Early life and educationEdit
He grew up in Wiltshire in the town of Fullerton. He is presumably the eldest of his nine siblings, and has two younger brothers before Catherine and Sarah Morland, the fourth and fifth respectively of the Morland children.
He attended school away from home and spent Christmas one year with the Thorpe family, as he was friends with John Thorpe, brother of Isabella Thorpe. The Thorpes were under the impression that James was the heir to a lot of wealth than he actually was, although not because he deceived them in any sort of way as they deceived themselves.
James went to Bath with his friend John at the same time Catherine was staying with Mr. and Mrs. Allen in their comfortable lodgings on Pulteney St. He ran into Catherine and Isabella, the latter of whom he met at Christmas, while driving gigs through the city. He drove Isabella, and John drove Catherine.
Throughout his stay in Bath, Isabella spent a lot of time with him, to try and snag him for marriage. Isabella would feign affection to Catherine in front of James in order to appeal to him. When Catherine refused to go on a few outings because she was invited to go walking with Henry Tilney and his sister, Eleanor Tilney, Isabella manipulated James into siding with her against Catherine.

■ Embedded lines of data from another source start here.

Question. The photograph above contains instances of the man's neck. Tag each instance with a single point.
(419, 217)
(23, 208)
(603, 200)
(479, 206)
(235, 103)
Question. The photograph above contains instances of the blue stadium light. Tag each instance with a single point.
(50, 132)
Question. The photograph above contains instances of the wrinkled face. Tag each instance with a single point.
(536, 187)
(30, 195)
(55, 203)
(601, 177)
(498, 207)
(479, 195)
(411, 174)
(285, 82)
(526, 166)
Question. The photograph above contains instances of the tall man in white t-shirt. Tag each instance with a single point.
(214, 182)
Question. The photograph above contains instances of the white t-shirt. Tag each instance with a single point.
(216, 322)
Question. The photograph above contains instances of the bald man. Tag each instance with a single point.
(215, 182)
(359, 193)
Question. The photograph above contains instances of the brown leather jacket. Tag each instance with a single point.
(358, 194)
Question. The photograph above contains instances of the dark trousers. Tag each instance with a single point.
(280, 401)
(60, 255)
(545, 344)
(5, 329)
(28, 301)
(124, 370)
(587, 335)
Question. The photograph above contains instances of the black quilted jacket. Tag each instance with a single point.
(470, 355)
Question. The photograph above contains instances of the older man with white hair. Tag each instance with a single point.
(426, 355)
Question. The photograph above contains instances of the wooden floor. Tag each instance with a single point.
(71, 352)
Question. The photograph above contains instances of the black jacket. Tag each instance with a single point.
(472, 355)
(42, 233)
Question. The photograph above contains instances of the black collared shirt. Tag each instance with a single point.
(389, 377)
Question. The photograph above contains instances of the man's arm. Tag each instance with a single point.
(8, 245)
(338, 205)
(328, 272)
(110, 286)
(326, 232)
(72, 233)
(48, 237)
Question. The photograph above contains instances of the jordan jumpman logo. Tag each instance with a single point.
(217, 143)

James finally proposed to Isabella after going on a carriage outing without Catherine present. Isabella agreed to the engagement, and James wrote immediately to his father for his approval. Mr. Morland gave his heartfelt consent, but did not tell them about the particulars of the match until later—this was fine for Isabella who still thought she snagged a wealthy man. When he informed Isabella that they would receive £400 per year from Mr. Morland, on account of him having nine other children to look after, Isabella's devotion altered. It was almost unnoticeable except if one looked for it, because at first Isabella only asked for a long engagement of 2 to 3 years, which disappointed James a little, but he did not argue against it. James was finally fully alerted to Isabella's altered manner when he noticed how she openly flirted with Captain Tilney, and often gave the other man just as many smiles and as much attention as she gave James.

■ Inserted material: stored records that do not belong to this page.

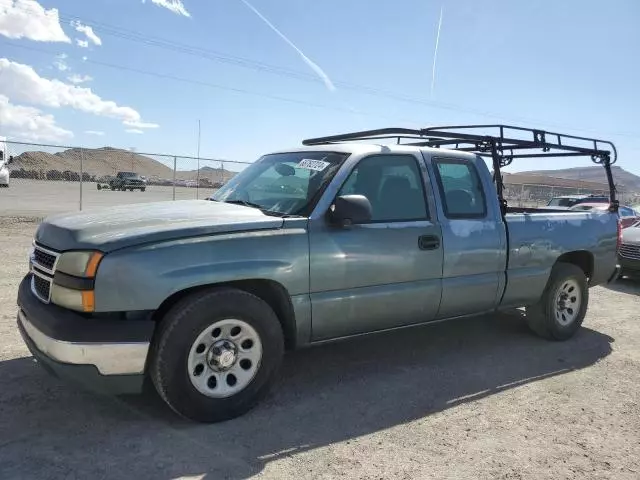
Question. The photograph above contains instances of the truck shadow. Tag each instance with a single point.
(327, 394)
(627, 285)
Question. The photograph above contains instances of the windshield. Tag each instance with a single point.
(284, 183)
(561, 202)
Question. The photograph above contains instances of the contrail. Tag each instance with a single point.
(325, 78)
(435, 53)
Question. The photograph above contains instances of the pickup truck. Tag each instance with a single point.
(203, 298)
(128, 181)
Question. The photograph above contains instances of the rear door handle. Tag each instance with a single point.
(428, 242)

He, like Catherine, is easily taken in and manipulated by members of the Thorpe family—namely Isabella. His social gullibility is less excused than Catherine's, as he has had more time in the real world than his sister and would thus have had more time dealing with people like the Thorpes. However, he falls prey to them, perhaps because he has not had much practice with that level of cunning directed at him, being not a wealthy man. Throughout the book, he often fails as a brother when he sides with his love interest against his beloved sister, and bullies her into putting aside her happiness for Isabella's—when she did not really need Catherine to be present at all. In the Regency sense of propriety, he failed when he allowed the crass John Thorpe to have spent time alone with his sister on carriage rides. Even the Allens, who are not family members or related to the Morlands in any way, are more careful with Catherine's reputation and happiness than her brother is.
He also is continually manipulated even when all evidence points in that direction e.g. when Isabella extends the engagement to 2 to 3 years after hearing that they would only receive £400 per year from James's father. Even Catherine starts to have doubts of Isabella's affection for James after this occurs, but James keeps himself, for whatever reason, in the dark.